The new processors consist of the 24 core EPYC 7F72, the 16 core EPYC 7F52, and the 8 core EPYC 7F32. Benchmarks provided by AMD show these processors to have an increase in performance-per-core and performance-per-dollar – something that is welcome news to consumers. 

Dan McNamara from AMD talks about the new CPUs in a release statement on AMDs website, saying: “AMD EPYC continues to redefine the modern data center, and with the addition of three powerful new processors we are enabling our customers to unlock even better outcomes at the heart of the enterprise market. 
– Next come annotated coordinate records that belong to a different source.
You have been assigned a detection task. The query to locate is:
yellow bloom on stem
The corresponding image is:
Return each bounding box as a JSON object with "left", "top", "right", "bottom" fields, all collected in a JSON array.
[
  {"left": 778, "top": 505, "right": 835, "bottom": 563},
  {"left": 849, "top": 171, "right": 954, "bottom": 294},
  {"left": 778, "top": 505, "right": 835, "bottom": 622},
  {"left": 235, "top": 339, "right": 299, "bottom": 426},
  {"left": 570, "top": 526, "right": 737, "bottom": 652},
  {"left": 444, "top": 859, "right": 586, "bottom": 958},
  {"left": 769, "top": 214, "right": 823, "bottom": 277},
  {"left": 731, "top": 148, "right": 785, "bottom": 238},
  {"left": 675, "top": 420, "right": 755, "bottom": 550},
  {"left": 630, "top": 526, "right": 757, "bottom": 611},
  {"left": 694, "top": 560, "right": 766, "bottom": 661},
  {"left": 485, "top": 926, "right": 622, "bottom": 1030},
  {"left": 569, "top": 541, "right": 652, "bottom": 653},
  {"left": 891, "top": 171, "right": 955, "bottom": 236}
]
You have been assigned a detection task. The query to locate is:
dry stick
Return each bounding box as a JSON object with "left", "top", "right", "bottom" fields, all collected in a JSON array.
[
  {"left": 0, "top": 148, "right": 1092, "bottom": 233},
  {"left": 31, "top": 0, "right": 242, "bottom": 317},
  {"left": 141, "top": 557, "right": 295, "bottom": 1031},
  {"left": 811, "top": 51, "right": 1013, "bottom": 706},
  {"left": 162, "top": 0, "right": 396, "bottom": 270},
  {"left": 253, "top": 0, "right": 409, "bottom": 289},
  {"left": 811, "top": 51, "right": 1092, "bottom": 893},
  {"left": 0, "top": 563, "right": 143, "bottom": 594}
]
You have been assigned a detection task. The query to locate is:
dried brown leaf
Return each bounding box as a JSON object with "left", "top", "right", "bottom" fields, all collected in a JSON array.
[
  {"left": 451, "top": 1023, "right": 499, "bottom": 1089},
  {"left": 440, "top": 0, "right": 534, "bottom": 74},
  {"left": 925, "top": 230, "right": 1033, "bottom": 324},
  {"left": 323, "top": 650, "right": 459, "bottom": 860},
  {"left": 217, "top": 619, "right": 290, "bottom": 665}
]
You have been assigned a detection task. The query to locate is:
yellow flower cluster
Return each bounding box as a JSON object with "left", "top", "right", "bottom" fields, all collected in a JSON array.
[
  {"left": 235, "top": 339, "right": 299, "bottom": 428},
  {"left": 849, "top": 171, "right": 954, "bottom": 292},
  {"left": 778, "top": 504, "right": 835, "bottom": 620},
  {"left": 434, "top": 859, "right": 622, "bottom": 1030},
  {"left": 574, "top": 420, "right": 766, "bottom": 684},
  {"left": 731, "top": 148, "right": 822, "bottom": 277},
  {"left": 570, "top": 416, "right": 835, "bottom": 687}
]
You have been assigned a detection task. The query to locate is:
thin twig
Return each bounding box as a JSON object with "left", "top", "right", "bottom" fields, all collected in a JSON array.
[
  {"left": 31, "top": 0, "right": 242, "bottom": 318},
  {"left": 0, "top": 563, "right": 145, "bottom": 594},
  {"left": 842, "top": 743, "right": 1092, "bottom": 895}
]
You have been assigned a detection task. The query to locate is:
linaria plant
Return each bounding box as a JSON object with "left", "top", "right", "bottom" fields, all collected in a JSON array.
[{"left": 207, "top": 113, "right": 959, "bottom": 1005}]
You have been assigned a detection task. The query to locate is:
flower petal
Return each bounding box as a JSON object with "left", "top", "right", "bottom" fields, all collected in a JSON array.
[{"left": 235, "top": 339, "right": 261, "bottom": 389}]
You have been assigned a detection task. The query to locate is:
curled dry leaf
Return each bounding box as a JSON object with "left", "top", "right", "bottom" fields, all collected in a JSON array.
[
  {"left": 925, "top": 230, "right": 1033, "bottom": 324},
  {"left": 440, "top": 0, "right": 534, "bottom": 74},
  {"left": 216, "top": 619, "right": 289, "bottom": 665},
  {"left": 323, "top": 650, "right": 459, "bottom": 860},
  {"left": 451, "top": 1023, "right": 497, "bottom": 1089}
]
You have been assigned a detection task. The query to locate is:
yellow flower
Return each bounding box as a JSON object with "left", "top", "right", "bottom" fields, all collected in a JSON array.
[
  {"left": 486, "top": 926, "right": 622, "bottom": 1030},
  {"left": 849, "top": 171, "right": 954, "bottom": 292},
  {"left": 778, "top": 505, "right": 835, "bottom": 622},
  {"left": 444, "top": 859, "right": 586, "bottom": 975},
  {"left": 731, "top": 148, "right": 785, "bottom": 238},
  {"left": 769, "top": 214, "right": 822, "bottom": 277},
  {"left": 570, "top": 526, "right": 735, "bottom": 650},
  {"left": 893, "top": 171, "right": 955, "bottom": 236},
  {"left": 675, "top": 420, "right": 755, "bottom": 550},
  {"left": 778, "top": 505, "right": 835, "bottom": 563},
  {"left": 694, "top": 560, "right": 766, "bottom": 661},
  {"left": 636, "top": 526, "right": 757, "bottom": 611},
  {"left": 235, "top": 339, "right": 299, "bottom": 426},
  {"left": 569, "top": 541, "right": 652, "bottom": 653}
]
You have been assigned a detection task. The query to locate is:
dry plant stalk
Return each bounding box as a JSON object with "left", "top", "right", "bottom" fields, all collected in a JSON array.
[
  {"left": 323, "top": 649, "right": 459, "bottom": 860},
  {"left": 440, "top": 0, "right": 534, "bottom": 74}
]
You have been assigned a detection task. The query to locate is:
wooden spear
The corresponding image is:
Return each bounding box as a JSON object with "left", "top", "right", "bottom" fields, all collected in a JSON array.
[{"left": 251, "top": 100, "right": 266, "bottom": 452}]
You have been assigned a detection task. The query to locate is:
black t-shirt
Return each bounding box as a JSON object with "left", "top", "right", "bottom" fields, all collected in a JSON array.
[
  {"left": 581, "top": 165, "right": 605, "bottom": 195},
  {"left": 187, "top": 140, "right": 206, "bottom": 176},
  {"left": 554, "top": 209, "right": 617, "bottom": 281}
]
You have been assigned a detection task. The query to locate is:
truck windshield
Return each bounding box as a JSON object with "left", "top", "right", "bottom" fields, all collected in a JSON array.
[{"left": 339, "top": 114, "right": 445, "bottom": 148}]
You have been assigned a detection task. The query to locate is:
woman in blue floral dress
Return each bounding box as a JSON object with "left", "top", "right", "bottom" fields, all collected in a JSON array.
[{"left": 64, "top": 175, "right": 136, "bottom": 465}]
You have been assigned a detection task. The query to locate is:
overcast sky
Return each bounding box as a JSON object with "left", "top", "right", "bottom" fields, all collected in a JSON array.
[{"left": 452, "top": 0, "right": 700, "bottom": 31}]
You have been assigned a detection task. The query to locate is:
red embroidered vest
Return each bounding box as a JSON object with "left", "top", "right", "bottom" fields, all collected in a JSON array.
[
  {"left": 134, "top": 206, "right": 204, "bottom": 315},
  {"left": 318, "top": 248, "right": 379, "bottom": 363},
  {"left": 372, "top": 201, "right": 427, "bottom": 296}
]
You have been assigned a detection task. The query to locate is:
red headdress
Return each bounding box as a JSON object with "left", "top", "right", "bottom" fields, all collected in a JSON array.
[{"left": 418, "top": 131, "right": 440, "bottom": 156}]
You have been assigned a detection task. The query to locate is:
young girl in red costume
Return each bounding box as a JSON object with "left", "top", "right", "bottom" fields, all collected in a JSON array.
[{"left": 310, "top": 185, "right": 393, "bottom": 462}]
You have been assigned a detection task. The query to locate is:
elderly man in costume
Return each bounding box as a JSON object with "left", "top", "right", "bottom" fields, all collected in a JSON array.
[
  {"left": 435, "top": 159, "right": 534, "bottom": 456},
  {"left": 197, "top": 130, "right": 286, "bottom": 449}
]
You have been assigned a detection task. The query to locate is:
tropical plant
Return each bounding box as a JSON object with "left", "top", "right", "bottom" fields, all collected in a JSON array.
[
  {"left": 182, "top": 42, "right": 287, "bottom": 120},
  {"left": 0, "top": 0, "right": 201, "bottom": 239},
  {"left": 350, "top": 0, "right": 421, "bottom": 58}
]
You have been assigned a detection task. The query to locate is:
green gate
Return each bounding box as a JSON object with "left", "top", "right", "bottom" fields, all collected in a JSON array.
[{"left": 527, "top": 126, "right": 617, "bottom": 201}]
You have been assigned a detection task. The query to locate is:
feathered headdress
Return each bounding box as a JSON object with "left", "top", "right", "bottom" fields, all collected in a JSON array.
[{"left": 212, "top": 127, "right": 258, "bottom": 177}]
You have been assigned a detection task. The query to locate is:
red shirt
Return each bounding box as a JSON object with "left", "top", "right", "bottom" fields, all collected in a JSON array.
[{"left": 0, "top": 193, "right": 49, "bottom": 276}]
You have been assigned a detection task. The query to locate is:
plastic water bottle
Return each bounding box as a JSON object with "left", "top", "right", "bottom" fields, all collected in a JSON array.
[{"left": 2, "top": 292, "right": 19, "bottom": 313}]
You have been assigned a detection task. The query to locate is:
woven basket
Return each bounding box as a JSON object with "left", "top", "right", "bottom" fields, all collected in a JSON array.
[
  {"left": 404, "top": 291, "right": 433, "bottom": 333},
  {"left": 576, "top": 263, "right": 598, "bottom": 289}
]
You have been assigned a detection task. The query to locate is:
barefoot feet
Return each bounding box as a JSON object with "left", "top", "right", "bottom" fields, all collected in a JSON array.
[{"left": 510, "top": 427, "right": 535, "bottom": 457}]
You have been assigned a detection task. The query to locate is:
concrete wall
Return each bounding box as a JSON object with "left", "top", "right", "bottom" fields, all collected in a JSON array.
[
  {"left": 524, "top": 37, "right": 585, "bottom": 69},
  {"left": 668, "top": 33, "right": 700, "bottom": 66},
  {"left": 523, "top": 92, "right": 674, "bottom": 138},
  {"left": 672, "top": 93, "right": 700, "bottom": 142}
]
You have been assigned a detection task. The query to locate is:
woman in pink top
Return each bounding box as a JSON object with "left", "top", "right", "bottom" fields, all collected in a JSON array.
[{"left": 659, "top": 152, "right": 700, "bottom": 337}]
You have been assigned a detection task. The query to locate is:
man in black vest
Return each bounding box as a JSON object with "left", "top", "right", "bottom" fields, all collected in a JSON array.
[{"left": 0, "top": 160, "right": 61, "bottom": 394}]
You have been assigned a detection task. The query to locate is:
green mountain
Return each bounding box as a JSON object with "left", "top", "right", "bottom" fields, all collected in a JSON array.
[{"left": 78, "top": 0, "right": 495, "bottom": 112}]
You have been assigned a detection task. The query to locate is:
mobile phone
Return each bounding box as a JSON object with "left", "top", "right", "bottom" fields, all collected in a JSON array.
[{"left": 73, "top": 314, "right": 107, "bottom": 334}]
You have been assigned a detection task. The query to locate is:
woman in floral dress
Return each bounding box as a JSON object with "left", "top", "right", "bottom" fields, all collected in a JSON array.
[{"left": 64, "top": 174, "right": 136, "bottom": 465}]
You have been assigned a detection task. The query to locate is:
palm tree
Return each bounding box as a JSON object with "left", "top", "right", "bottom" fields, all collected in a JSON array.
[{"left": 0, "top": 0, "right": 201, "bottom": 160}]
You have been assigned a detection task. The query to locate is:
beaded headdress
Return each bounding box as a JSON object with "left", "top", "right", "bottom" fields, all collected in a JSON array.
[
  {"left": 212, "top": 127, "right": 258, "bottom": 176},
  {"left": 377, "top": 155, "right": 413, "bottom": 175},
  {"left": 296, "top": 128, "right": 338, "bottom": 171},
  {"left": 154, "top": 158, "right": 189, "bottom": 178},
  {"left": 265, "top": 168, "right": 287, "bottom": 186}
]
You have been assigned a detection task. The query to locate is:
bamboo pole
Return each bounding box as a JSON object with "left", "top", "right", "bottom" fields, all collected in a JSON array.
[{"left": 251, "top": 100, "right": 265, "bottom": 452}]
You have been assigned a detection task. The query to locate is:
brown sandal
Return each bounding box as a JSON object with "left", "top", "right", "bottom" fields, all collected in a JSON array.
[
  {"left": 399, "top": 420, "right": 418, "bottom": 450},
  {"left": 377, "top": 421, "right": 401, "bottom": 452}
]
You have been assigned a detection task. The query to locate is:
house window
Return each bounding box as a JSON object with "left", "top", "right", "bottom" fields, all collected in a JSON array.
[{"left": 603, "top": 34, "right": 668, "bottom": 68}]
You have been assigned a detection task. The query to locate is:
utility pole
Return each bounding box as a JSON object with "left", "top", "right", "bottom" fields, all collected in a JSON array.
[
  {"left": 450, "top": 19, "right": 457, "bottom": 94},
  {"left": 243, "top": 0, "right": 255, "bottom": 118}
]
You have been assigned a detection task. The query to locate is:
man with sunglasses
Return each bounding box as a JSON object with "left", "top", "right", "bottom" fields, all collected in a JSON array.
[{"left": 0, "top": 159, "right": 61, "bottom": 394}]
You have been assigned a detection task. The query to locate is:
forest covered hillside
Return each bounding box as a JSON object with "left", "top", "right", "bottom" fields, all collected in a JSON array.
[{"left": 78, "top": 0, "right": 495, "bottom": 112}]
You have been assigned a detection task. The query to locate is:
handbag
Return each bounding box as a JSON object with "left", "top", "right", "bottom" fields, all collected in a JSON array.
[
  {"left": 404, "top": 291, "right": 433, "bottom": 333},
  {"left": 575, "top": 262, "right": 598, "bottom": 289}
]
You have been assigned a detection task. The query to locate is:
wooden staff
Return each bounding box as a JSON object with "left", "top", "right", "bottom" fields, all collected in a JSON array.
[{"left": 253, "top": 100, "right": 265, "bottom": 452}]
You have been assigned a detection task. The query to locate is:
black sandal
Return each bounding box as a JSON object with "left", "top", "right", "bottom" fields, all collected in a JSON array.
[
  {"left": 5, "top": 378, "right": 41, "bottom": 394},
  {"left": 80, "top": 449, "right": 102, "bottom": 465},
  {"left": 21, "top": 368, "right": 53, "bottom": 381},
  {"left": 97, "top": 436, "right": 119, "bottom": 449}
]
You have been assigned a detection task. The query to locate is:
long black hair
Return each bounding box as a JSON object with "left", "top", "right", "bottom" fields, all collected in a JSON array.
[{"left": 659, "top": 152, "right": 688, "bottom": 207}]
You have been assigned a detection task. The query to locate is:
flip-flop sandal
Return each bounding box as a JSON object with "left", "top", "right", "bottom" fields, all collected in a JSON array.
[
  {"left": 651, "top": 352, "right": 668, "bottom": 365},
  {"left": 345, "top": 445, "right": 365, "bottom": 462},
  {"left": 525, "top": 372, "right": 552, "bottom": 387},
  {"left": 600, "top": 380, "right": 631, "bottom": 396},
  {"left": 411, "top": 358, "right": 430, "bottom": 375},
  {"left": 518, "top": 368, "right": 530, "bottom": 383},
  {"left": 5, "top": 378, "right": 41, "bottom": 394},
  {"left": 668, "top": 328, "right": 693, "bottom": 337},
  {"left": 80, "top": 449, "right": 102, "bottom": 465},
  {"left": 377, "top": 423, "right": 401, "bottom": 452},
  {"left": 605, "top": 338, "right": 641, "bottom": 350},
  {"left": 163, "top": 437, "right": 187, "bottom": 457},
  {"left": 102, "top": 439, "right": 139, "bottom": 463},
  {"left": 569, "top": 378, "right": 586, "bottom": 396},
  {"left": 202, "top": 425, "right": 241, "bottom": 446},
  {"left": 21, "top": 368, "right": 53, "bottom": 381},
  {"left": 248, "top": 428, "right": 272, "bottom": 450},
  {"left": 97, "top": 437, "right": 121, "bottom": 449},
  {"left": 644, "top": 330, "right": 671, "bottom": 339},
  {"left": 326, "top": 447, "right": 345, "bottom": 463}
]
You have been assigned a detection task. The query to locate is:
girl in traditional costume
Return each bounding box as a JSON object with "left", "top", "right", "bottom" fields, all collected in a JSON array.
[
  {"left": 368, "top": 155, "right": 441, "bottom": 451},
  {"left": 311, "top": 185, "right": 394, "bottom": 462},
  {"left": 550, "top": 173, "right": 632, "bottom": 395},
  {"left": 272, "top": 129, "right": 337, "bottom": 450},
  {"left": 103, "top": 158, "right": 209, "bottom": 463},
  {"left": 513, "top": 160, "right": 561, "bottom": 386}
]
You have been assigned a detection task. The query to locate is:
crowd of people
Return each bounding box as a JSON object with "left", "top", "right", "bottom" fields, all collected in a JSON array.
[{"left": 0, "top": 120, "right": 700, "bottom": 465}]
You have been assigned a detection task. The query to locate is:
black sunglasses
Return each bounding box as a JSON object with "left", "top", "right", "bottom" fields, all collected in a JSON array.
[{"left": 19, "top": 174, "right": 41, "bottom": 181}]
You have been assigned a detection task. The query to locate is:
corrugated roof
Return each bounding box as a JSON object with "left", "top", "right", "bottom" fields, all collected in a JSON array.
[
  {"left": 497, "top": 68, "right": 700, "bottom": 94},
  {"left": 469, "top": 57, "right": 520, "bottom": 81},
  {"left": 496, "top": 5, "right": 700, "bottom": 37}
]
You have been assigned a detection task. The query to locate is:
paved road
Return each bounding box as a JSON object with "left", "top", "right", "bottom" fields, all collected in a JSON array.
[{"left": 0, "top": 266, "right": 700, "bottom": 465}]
“With our trusted partners, together we are pushing the limits of per-core performance and value in hyper-converged infrastructure, commercial HPC and relational database workloads.”

Further Improvements To The TDP And L3 Cache

These new processors also have an increased TDP of 240W. AMD says that while this may raise the thermal impact of the new processors, it won’t be as significant a jump to cause any problems. AMD also states that this has led to a 50% reduction in operating costs and reduced up-front costs. 

The increases in TDP boils down to a 60W increase for the 24 core models, a 90W increase for the 16 core models and a 25W increase for the 8 core models. 

The memory has also had an upgrade to 8 channel memory with a maximum capacity of 4 TB of DDR4-3200 memory. The L3 cache has also been increased to as much as double the amount on some of the chips. The 24 core model sees a 64 MB increase to 192 MB of L3 cache and the 16 core model has a 128 MB increase to a total of 256 MB of L3 cache.

An Increase In Price

All these upgrades do come at a cost, however. While these processors are still below the price of Intel’s offerings, you’ll have to pay a bit extra for all this performance. 

The 16 core model sees a price increase of $2,122, bringing it to a total of $3,100 with the 24 model seeing an increase of $667, bringing it to a total of $2,450. AMD will hope that although these prices are a large increase, potential buyers will still opt-in due to the sheer performance to be gained.